[RFC PATCH 19/24] erofs: introduce namei alternative to C
Al Viro
viro at zeniv.linux.org.uk
Wed Sep 18 08:22:14 AEST 2024
On Tue, Sep 17, 2024 at 08:44:29AM +0100, Al Viro wrote:
> Anyway, I'm half-asleep at the moment and I'd rather leave writing these
> rules up until tomorrow. Sorry...
[Below are the bits of my notes related to d_name and d_parent,
with most of the unprintable parts thrown out and minimal markup added.
Probably not all relevant notes are here - this has been culled from
a bunch of files sitting around and I might've missed some]
NOTE: ->d_parent and ->d_name are by far the worst parts of dentry
wrt stability rules. Code audits are not pleasant, to put it mildly.
This covers the bits outside of VFS proper - verifying the locking
rules is a separate story.
A Really Blunt Tool You Should Not Use.
======================================
All changes of ->d_parent are serialized on rename_lock. It's *NOT*
something you want the stuff outside of core VFS to touch, though.
It's a seqlock, and write_seqlock() on it is limited to fs/dcache.c
alone. Reader side is allowed, but it's still not something you
want to use lightly - outside of fs/dcache.c, fs/d_path.c and fs/namei.c
there are only 3 users (ceph_mdsc_build_path(), nfs_path() and
auditsc handle_path()). Don't add more without a discussion on fsdevel
and detailed ACKs; it's quite likely that a better solution will be
found.
With one exception (see the discussion of d_mark_tmpfile() in the end),
->d_name is also stabilized by that.
Slightly Less Blunt Tool You Still Should Not Use.

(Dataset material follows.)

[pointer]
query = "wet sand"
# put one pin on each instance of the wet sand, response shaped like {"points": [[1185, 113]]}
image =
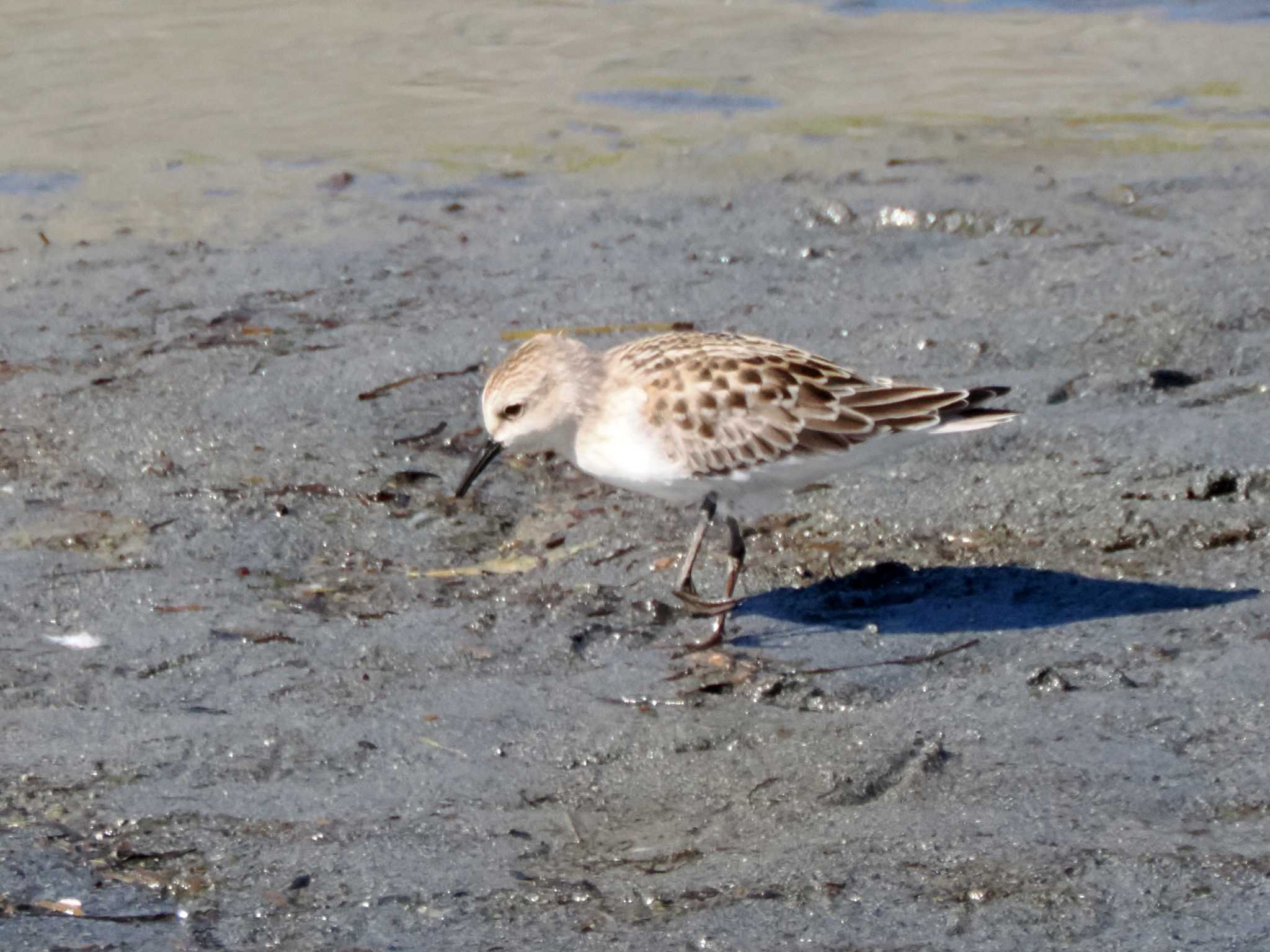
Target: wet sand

==================================================
->s_vfs_rename_mutex will stabilize ->d_parent. The trouble is,
while it's not system-wide like rename_lock, it's fs-wide, so there's
a plenty of contention to run into *AND* if you try that while
->i_rwsem is held on some directory in that filesystem, you are fucked -
lock_rename() (and rename(2), and...) will deadlock on you.
Nothing outside of fs/{namei,dcache}.c touches it directly; there is
an indirect use (lock_rename()), but that should be done only around
the call of cross-directory rename on _another_ filesystem - overlayfs
moving stuff within the writable layer, ecryptfs doing rename on
underlying filesystem, nfsd handling rename request from client, etc.
Anyone trying to use that hammer without a good reason will be very
sorry - that's a promise. The pain will begin with the request to
adjust the proof of deadlock avoidance in directory locking and it
will only go downwards from there...
Parent's ->i_rwsem Held Exclusive.
==================================
That stabilizes ->d_parent and ->d_name. To be more precise,
holding parent->d_inode->i_rwsem exclusive stabilizes the result
of (dentry->d_parent == parent). That is to say, dentry
that is a child of parent will remain such and dentry that isn't
a child won't become a child.
holding parent->d_inode->i_rwsem exclusive stabilizes ->d_name of
all children. In other words, if you've locked the parent exclusive
and found something to be its child while keeping the parent locked,
child will have ->d_parent and ->d_name stable until you unlock the
parent.
That covers most of the directory-modifying methods - stuff like
->mkdir(), ->unlink(), ->rename(), etc. can access ->d_parent and
->d_name of the dentry argument(s) without any extra locks; the
caller is already holding enough. Well, unless you are special
(*cough* apparmor *cough*) and feel like dropping and regaining
the lock on parent inside your ->mkdir()... Don't do that, please -
you might have no renames, but there's a plenty of other headache
you can get into that way.
Negatives.
==========
Negative dentry doesn't change ->d_parent or ->d_name. Of course,
that is only worth something if you are guaranteed that it won't
become positive under you - if that happens, all bets are off.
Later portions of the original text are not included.